Too often, a business’s primary focus is directed towards financial growth and sustainability in demanding markets. This is, of course, understandable and even laudable, but can mean that many businesses do not properly consider where the actual threats to their survival may lie.
Our goal as risk professionals, in whatever discipline or function we may serve, is to prepare our employees or clients to an extent where a harmful event will not lead to a crisis. We should seek to create facilities that protect our employers’ assets and we implement processes and practices to respond purposefully, appropriately and effectively to an emergency. Should an emergency result in a critical loss, plans should be developed and put in place in such a way that will enable business continuation.
While the controls to manage risk can become convoluted, implementing the basics will go far in achieving resilience to those events that may cause harm and have the potential to lead to a crisis.
A realistic view of risk
While large organisations often have the capability to invest in a risk management function – in whatever form that may be known and to whatever purpose it may serve – small to medium-sized businesses are often found lacking in this respect. In a complex market, with ever-evolving risks and security priorities, medium-sized and even smaller businesses now need to consider threats and risks that may once have been seen as the purview for larger businesses and brands.
Reputational harm, data and cyber security attacks and malicious actors are able to affect businesses of all sizes if the organisations have not properly analysed weak points and prepared for these threats. The most serious risk to all businesses remains – assuring their survival. We have several recent case studies in the press of the damage being done to businesses and brands due to lack of preparedness for a harmful event, or series of harmful events.
History is rife with examples where such events eventually lead to crisis and for some, the end conclusion is closure. In the last few months alone we have seen a number of high profile brands dealing with the consequences of malicious attacks, poor security or inadequate preparation for 21st-century threats.

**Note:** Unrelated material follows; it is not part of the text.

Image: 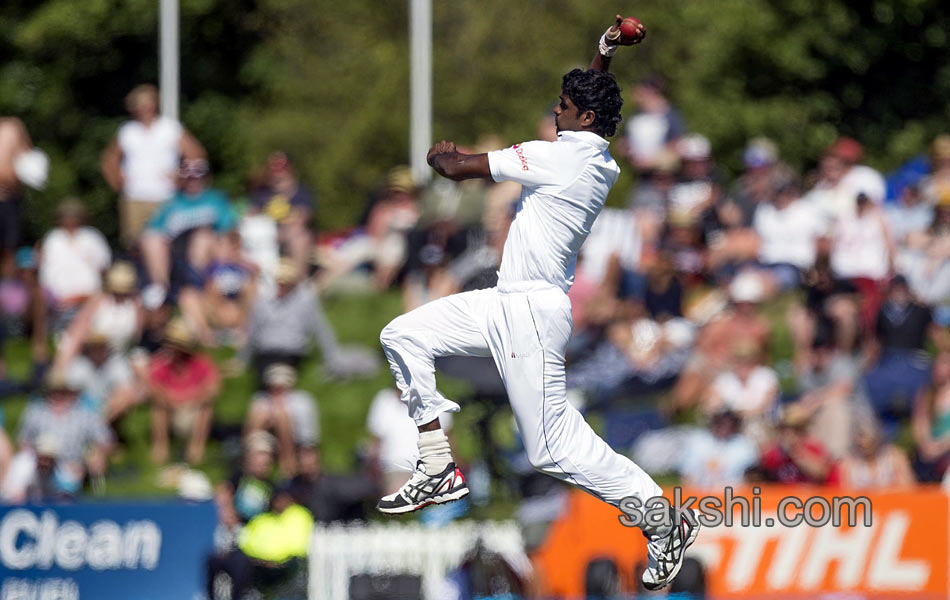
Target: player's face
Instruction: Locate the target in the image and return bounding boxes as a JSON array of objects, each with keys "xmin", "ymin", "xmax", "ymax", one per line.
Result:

The consequences can be fines, legal and reputational damage and in extreme cases, business continuity itself.
Designing for risk
A business cannot operate efficiently and effectively if its facilities and operations are not designed to protect its assets, both tangible and intangible. Designing a secure environment is the first step in creating resilience to a harmful event and this is achieved by understanding the threats, assessing the vulnerability of the existing controls in place, and evaluating the likelihood of the threat occurring and its potential to cause harm. Risk assessments are strategic tools to analyse current risk levels and can inform subsequent design solutions to mitigate and minimise the challenges as they are identified. Ideally, this process should also identify those critical functions that cannot suffer harm and must be protected foremost.

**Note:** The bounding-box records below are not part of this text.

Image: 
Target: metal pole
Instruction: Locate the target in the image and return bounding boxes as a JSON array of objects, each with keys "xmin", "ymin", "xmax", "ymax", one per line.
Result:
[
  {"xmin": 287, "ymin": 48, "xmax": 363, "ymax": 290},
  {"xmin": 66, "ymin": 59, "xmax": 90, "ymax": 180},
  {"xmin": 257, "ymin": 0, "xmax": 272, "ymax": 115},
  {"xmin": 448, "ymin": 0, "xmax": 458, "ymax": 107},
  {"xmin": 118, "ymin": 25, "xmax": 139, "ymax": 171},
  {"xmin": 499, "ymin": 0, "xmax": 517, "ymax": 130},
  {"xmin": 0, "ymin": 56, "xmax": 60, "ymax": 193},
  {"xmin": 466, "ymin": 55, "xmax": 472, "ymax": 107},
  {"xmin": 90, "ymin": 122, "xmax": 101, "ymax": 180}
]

Undertaking an independent and comprehensive risk assessment should critically evaluate the controls in place at a business’s facilities. A quality assessment should provide a good understanding of the level of risk present and, undertaken holistically with other areas of risk consideration, will guide where risk focus is best achieved while giving a good understanding of the present vulnerabilities. Events that have the potential to cause harm need to be recognised as early as possible to enable a considered and appropriate response.

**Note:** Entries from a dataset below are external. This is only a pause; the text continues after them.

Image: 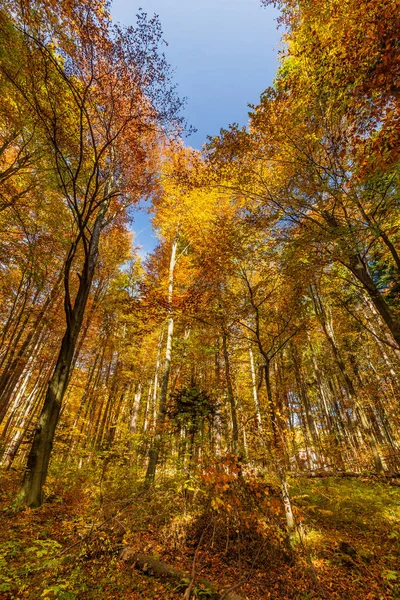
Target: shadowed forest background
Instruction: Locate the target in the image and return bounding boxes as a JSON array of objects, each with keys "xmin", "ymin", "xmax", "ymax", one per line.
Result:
[{"xmin": 0, "ymin": 0, "xmax": 400, "ymax": 600}]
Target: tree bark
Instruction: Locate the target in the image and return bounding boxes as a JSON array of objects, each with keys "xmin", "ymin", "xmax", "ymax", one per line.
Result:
[{"xmin": 16, "ymin": 202, "xmax": 108, "ymax": 507}]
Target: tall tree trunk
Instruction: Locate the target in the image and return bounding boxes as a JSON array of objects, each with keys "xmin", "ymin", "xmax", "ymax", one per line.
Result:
[
  {"xmin": 16, "ymin": 202, "xmax": 107, "ymax": 507},
  {"xmin": 146, "ymin": 238, "xmax": 178, "ymax": 485},
  {"xmin": 222, "ymin": 327, "xmax": 239, "ymax": 454}
]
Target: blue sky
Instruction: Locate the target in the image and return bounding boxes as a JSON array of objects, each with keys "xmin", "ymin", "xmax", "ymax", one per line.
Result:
[{"xmin": 111, "ymin": 0, "xmax": 280, "ymax": 252}]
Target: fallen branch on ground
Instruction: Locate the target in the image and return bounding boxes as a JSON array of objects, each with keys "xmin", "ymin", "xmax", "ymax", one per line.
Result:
[{"xmin": 120, "ymin": 547, "xmax": 244, "ymax": 600}]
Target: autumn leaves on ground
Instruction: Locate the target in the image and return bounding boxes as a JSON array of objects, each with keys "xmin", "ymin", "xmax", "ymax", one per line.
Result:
[{"xmin": 0, "ymin": 0, "xmax": 400, "ymax": 600}]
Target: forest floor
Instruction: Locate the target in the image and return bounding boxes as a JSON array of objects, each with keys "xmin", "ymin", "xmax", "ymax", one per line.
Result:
[{"xmin": 0, "ymin": 464, "xmax": 400, "ymax": 600}]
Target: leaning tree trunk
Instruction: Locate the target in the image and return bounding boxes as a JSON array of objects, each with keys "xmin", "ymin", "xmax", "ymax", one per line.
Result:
[{"xmin": 16, "ymin": 202, "xmax": 107, "ymax": 507}]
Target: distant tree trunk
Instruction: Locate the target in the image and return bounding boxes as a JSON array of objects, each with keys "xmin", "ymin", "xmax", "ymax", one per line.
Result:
[
  {"xmin": 16, "ymin": 202, "xmax": 107, "ymax": 507},
  {"xmin": 249, "ymin": 344, "xmax": 264, "ymax": 443},
  {"xmin": 312, "ymin": 289, "xmax": 384, "ymax": 472},
  {"xmin": 222, "ymin": 328, "xmax": 239, "ymax": 454},
  {"xmin": 146, "ymin": 238, "xmax": 178, "ymax": 485}
]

Preparing for risk as inevitable
A risk that has been identified but has not been countered with a prepared response or solution has not been mitigated. Once again, comprehensive risk assessments can advise businesses where statistical threats are more likely to penetrate or can suggest areas for immediate investment or attention. The implementation of emergency and business continuity plans and response procedures is crucial to ensure that the right level of attention is enabled when and where it is needed.
However, between malicious actors, human error and ever-changing threats, the business that does not consider and prepare for a ‘worst-case scenario’ is doing itself a disservice.
Unfortunately, a documented process does not suffice to enable an appropriate response to an emergency alone. The emergency and business continuity planning process should also include training exercises where those with responsibilities in the response activities are continually educated, exercised and tested. Furthermore, provisions and processes should be put in place that all staff are aware of, and know what to do, in an emergency. The importance of situational awareness cannot be understated, and this can be achieved through incident alerts and notifications, the monitoring of known or specific threats, and horizon scanning above others.
What is true across the industry is that our approach to risk must continue to become more complex because the threats we face are themselves more complicated than they have ever been. Businesses that are not factoring risk assessments and continuity planning into their security strategy are leaving themselves exposed to more subtle but sinister threats which may pose a greater threat to the sustainability of their brand in the long run. Crises may not be 100% avoidable, but in planning for risk correctly, we can help ensure that they are not business-fatal.
A version of this piece appeared in City Security Magazine.